Hit CTRL+F to set checkmarks on common WinAPI functions and they will be monitored in the right window

You can also set breakpoints when a certain function is called

Here is an example of monitoring process hollowing

As you can see the notepad.exe process is created using CreateProcessA and we can see that in the screenshot, this process is going to be used for the process hollowing technique. You can also see the WriteProcessMemory calls which write the sections into the process.

You can also see the injected strings of the process that was injected when the notepad process is running with any task manager or process hacker

64bit version

How Process Hollowing works (+ Visualizing it):

The malware will call CreateProcess API
It will pass the creation flag in CREATE_SUSPENDED mode
It will then switch to the other process which it wants to load, and there are multiple different ways of loading, but in this case, it will switch to the other executable process which it wants to load, hollow out the original image and replace it with the malicious one using calls like WriteProcessMemory, then use SuspendThread and ResumeThread to pause and resume the thread while loading.

Here we can see the “victim.exe” process getting loaded by the Process Hollowing executable

And this would be the flags for the VirtualAllocEx call that ultimately starts the process hollowing:

And here we can see the malicious process being loaded:

After loading, the new entry point address for the new loaded process is set with SetThreadContext

The process and thread is then resumed with ResumeThread

Manipulating Control Flow

In this exe i have “stage2.exe”, there is a buffer check, which is an area of memory being checked for a particular condition.

When the buffer checks are made (with the jne instructions), we can manipulate the ZF Flag (Zero Flag) by stepping into the jne calls.

NOTE: In x86 assembly language, the Zero Flag (ZF) is a status flag that is set if the result of an operation is zero. For example if we failed the buffer check, this flag would be 0, same if we failed to supply a valid license key or something.

2a6e5f4d3cefe899

Popped the flag for this one!

Analysing Different Files, Borland Delphi

Here I have an obvious malicious binary which is impersonating Malwarebytes, you can see the file size is 2.14MB which is quite small for legitimate setup files, usually smaller payloads are used when a loader is incorporated into the malware. However, the reason for the large file size can still be the following reasons:

It has many resources
It is compiled in Borland Delphi (BobSoft Mini Delphi -> BoB / BobSoft)
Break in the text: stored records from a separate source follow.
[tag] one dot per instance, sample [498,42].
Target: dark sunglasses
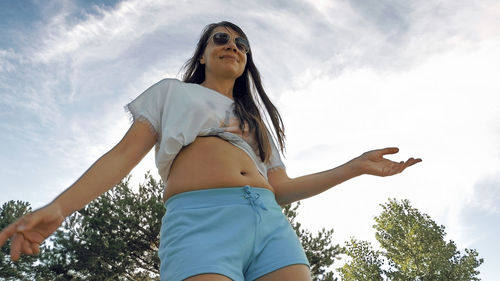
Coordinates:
[222,38]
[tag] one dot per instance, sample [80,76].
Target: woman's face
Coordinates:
[223,61]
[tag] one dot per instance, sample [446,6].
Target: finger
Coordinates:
[35,247]
[28,222]
[15,248]
[7,233]
[33,236]
[26,247]
[389,150]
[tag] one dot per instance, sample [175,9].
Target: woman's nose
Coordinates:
[231,45]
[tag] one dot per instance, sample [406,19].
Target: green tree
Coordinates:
[366,263]
[319,249]
[115,237]
[21,270]
[414,248]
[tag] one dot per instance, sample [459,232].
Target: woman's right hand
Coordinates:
[29,231]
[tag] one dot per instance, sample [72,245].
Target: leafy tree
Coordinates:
[319,249]
[366,263]
[21,270]
[413,249]
[116,237]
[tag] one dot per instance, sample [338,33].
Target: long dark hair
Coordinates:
[244,94]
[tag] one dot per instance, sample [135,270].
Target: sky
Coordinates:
[347,76]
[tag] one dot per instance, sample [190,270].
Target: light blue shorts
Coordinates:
[239,232]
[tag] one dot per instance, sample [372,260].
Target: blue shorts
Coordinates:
[239,232]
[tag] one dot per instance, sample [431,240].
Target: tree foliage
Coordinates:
[21,270]
[414,248]
[319,249]
[116,237]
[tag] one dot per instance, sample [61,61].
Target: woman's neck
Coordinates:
[223,86]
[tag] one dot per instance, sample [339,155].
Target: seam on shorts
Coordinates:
[275,266]
[205,269]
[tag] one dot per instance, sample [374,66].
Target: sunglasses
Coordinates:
[222,38]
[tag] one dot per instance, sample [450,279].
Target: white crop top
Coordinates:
[179,112]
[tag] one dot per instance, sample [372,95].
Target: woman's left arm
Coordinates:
[289,190]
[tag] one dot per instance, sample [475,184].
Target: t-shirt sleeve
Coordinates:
[275,161]
[149,106]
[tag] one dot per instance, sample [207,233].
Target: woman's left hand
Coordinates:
[374,163]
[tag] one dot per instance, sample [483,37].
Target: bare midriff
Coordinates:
[212,162]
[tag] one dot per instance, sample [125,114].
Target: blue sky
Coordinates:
[347,76]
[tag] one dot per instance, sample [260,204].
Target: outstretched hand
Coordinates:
[374,163]
[29,231]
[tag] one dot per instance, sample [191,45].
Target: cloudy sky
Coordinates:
[347,76]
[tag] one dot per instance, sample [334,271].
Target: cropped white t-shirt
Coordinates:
[179,112]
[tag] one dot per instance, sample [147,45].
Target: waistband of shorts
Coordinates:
[221,196]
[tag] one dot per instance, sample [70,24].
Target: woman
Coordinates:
[224,177]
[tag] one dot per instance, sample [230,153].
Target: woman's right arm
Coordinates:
[29,231]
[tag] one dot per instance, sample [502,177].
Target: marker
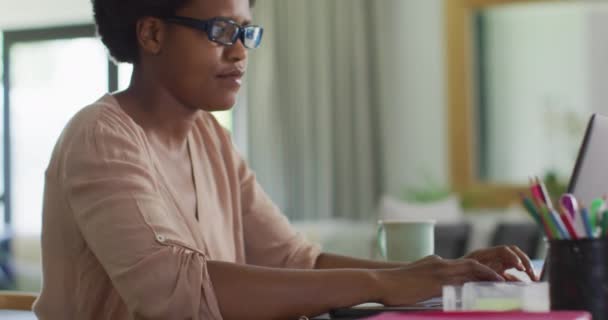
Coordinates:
[568,201]
[586,222]
[595,210]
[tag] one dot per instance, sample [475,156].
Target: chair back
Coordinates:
[526,236]
[13,300]
[451,240]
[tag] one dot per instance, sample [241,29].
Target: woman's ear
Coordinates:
[150,32]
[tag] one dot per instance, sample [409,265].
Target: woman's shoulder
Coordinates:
[210,129]
[97,127]
[105,113]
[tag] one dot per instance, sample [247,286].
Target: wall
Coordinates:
[30,13]
[411,101]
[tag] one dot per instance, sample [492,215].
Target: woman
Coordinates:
[150,213]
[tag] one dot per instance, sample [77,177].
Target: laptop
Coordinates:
[370,309]
[589,179]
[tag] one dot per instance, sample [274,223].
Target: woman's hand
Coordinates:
[502,258]
[425,278]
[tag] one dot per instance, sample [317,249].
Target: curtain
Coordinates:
[311,118]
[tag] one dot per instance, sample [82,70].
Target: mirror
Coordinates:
[523,79]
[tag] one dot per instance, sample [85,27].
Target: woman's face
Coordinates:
[200,73]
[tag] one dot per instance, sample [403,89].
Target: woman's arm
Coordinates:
[334,261]
[249,292]
[499,258]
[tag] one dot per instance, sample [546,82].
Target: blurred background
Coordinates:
[352,111]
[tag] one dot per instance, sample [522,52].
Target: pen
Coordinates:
[568,223]
[586,222]
[545,195]
[531,209]
[595,210]
[558,225]
[604,224]
[568,201]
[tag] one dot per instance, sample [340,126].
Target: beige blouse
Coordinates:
[115,244]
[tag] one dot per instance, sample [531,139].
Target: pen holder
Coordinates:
[578,275]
Why does it matter how the sample was compiled? Because it will determine how the disassembly will be structured.

Imports

Looking at the Imported DLL files, like kernel32.dll, we can see interesting imported functions like VirtualAlloc which as we know is commonly used for code injection.

We can also see imports of possible resource manipulation techniques (i.e. FindResourceA, SizeofResource), and possible Anti-Analysis tricks (i.e. Sleep, GetTickCount). With the imports from Advapi32.dll, we can tell it is going to access registry keys (i.e. RegOpenKeyExA).